We learned how in a day, you can bring a horse and rider into the light, or in the same amount of time, you can have a renegade and an ambulance…
Firstly, when people talk about horsemanship, and all these different schools of horsemanship. I can only think of one thing. There is really one one school that works. Now of course works means a lot of different things to different people. Heck I saw a man today bridle a horse while it was shuffling around, eating grass from the ground, and basically ignoring him. He bridled it and rode it. Now it was not pretty, but he could do it. But does that mean it worked? Not to me. Didn’t work to me.

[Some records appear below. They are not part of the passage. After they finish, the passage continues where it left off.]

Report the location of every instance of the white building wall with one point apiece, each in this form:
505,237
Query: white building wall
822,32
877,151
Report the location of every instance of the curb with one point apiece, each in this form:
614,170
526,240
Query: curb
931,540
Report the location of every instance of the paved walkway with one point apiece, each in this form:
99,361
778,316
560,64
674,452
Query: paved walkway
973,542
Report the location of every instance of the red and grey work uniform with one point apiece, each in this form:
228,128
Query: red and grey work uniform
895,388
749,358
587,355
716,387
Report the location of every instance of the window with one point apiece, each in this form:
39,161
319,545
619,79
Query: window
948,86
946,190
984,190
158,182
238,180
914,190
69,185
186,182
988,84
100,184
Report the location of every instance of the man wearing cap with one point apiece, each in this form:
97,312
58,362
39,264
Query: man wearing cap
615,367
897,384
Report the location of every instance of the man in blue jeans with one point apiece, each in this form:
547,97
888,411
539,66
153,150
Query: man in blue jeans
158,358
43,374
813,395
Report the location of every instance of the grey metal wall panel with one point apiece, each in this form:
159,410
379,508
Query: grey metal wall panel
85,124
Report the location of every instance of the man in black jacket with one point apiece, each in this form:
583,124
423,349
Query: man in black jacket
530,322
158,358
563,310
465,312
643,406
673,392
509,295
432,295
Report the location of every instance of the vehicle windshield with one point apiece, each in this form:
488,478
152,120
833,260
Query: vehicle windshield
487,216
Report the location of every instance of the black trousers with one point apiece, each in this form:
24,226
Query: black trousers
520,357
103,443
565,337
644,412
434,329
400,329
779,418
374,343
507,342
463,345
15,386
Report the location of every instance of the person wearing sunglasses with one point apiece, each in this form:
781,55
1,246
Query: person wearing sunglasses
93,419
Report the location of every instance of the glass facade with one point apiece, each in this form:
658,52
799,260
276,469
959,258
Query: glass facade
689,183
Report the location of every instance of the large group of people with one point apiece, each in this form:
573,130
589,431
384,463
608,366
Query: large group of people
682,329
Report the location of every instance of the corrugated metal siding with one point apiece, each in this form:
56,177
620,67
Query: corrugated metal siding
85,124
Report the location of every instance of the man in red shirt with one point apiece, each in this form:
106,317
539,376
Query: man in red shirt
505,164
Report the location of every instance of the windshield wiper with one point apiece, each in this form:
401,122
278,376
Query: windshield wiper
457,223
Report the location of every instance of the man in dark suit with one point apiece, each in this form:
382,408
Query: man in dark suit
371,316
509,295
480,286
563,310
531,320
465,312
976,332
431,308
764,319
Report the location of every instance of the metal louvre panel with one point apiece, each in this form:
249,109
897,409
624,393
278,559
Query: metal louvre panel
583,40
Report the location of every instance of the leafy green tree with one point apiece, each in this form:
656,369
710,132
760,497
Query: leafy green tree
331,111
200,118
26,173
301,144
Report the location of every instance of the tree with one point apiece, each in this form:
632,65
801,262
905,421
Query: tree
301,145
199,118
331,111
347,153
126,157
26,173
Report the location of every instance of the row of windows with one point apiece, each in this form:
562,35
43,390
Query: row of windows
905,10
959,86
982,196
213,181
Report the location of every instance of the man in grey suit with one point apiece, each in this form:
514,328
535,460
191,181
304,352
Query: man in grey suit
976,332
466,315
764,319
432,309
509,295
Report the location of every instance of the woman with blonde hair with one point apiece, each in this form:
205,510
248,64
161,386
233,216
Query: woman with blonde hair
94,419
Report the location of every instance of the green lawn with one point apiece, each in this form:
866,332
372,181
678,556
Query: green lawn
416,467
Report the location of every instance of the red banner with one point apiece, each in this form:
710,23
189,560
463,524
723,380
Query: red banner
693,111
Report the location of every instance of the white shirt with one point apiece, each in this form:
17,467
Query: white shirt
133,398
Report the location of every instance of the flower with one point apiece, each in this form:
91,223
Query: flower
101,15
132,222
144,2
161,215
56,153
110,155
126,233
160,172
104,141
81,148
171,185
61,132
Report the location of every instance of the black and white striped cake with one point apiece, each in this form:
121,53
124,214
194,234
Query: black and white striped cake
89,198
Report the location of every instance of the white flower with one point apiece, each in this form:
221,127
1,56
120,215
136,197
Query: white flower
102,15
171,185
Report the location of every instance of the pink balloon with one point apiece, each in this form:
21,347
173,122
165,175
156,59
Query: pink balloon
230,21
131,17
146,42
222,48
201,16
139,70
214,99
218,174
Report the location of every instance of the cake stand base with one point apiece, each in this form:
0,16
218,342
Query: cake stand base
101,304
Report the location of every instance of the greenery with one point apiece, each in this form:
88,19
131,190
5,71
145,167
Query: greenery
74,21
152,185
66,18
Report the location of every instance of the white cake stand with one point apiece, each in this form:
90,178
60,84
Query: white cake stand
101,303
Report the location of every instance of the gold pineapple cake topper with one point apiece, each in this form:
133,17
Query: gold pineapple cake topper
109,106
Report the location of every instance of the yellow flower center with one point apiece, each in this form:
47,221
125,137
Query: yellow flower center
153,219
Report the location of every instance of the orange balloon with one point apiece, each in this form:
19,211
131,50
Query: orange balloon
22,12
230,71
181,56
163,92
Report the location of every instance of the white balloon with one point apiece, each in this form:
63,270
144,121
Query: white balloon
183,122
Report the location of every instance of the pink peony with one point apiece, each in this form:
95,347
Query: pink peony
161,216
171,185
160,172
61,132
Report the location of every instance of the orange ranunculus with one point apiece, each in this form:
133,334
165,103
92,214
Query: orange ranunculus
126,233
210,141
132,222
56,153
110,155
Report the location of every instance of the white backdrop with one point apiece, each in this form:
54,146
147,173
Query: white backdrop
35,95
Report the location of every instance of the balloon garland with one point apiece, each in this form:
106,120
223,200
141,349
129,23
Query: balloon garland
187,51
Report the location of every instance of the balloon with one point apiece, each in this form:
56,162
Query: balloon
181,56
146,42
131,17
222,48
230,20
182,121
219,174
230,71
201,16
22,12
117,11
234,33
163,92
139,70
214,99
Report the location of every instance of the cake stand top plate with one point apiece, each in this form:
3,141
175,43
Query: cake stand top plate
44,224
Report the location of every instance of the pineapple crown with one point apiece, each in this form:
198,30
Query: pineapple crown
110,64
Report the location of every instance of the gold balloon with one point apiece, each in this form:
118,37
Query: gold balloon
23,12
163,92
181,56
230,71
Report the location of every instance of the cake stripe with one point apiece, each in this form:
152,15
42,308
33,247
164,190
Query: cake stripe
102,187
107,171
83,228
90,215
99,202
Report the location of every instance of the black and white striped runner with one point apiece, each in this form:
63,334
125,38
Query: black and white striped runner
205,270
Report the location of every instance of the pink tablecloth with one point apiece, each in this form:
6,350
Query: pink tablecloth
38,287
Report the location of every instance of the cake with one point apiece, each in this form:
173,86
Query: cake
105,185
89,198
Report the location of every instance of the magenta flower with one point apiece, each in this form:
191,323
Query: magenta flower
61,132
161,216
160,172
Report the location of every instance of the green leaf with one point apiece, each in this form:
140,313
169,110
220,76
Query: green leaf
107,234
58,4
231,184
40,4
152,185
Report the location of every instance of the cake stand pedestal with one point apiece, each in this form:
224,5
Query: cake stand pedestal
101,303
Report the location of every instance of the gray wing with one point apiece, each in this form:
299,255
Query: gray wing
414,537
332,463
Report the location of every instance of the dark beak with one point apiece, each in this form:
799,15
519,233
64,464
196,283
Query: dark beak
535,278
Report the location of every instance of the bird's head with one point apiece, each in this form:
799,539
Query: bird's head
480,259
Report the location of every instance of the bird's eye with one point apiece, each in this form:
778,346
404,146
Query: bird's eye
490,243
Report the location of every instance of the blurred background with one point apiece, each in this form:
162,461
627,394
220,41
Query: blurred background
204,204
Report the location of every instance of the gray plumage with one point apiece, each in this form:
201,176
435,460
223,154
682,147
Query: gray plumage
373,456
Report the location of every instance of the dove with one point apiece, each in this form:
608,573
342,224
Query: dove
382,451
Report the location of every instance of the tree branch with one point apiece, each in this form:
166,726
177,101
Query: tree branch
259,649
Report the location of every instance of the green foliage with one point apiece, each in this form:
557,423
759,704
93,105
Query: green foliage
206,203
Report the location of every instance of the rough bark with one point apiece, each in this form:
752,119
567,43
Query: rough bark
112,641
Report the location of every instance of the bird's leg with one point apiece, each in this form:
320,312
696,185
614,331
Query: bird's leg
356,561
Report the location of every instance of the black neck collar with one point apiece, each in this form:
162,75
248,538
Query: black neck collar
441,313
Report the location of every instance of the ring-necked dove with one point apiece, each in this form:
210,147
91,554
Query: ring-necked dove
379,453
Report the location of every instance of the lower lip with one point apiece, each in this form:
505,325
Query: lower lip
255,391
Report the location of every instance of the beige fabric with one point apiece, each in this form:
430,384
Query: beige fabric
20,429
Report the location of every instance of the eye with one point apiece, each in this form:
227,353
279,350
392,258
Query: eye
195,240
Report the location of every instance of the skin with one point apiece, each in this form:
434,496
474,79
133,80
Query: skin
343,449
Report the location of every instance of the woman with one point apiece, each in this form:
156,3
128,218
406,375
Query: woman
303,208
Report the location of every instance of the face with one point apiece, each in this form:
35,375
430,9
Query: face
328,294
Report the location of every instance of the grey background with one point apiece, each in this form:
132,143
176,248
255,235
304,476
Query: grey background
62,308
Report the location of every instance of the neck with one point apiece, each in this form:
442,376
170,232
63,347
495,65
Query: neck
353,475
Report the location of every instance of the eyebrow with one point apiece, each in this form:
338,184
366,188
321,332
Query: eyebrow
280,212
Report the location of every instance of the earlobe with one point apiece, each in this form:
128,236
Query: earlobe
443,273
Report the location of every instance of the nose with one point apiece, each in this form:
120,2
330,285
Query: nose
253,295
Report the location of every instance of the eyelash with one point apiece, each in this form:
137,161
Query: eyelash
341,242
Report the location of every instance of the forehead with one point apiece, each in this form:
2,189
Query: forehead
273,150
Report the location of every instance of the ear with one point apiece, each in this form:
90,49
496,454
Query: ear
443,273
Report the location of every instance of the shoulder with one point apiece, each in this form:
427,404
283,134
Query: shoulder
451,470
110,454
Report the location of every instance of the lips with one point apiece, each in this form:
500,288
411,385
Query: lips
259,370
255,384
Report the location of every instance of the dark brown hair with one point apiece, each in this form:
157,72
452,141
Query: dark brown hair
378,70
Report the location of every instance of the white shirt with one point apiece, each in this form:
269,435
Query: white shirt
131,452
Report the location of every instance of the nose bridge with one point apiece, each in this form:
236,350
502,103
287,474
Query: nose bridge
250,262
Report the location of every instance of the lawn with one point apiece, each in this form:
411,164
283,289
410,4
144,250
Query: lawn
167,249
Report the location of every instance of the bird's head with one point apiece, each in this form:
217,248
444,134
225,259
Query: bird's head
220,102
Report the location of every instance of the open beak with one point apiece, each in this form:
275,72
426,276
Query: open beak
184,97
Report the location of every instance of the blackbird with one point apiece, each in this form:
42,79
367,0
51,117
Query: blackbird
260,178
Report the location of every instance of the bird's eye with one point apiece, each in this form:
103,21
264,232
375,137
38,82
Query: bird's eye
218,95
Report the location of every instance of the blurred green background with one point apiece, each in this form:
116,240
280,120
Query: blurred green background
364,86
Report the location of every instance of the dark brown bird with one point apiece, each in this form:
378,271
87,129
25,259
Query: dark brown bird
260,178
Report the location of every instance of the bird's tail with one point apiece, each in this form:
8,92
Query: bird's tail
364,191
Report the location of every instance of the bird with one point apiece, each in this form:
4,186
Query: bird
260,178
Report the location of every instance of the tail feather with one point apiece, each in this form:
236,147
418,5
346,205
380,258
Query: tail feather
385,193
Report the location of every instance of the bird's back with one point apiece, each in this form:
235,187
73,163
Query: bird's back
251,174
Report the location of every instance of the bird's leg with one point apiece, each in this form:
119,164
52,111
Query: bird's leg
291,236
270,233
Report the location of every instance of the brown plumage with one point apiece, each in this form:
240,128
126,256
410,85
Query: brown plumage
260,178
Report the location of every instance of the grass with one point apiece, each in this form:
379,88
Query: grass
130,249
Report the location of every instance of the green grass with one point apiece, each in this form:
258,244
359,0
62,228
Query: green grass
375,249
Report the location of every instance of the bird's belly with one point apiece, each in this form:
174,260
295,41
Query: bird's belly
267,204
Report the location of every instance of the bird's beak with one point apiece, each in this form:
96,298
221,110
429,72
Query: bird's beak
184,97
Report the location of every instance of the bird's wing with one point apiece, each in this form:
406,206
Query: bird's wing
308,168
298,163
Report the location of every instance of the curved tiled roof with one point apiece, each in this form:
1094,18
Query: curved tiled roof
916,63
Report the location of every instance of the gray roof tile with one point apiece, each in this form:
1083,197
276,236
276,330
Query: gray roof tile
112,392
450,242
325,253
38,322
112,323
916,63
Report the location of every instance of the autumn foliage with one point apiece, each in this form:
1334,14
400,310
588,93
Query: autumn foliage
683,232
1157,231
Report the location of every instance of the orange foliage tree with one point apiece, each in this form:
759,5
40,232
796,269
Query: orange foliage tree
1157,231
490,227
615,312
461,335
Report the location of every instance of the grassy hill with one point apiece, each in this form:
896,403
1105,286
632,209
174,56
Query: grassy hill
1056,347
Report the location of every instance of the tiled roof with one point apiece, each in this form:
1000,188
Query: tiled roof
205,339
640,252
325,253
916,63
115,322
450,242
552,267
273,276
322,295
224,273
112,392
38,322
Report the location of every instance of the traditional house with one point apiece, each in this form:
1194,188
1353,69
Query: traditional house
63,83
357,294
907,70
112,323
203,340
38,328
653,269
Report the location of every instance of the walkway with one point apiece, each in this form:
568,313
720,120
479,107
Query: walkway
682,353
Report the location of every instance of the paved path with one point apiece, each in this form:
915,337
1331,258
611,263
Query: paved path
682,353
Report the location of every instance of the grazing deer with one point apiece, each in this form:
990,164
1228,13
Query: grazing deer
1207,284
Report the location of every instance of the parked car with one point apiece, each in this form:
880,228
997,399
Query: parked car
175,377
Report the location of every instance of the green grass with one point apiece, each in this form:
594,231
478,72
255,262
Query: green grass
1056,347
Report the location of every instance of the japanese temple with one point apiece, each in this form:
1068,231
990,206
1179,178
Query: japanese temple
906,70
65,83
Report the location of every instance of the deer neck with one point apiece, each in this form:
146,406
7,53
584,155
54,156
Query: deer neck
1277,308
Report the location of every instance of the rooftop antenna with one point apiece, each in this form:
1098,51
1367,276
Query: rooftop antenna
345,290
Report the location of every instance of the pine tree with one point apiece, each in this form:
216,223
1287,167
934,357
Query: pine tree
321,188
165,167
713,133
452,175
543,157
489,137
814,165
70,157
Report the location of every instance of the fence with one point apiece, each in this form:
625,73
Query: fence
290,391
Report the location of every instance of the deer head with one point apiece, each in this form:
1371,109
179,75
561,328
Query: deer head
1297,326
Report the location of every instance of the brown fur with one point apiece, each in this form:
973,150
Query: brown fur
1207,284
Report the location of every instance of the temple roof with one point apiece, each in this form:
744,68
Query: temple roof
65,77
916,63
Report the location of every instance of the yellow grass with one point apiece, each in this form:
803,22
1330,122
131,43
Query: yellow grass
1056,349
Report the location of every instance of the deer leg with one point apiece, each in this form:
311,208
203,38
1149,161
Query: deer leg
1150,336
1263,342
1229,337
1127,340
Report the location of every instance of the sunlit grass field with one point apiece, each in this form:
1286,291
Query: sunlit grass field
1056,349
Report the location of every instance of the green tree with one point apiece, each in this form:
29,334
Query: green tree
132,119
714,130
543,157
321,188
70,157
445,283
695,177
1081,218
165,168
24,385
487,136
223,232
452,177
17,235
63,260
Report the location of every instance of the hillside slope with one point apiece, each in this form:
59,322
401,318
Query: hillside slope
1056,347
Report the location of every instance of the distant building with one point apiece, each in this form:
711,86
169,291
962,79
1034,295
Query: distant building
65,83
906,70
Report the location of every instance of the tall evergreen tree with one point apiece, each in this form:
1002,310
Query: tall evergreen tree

My horses should so a willingness, they should do what I ask. One thing Buck says is “I am a benevolent dictator, but I am a dictator. What I say, goes. “ With horses it has to ,otherwise they will end up running you over, and bailing out on you when you need them most. Yet, that does not mean kiddies you can be a nag or whip them, or smack them around either. No, its all about Air-Hair-Muscle-Bone. Its about giving the horse the best offer you can, and then if the horse does not pull through its about backing up your requesting and getting down to the feet. Yet it is also about helping set up the horse for success. Making sure the horse has all the tools it needs in order to get the job done, in a manner that is good for the horse. You don’t want to ask a pony to jump a 4 foot jump as the first thing it does. It will fail, and then if you whipped it to get it to go over the jump you build fear in the horse. Well you are never going to get anywhere with horses with that.
That does not mean I never bump my horses. I do. Yet I always make sure I ASKED first.
So that was one major take away today. Asking and Getting. What do they say? Asking is not getting, brother aint that the truth!
So Komet survived his first day with Buck. It was a major learning curve for him. We had homework we worked on while the horsemanship class was going on, and then after everyone packed up we worked some more. I finally see things coming together, but it took time and the guiding eye of people like Bonnie and Buck to help me.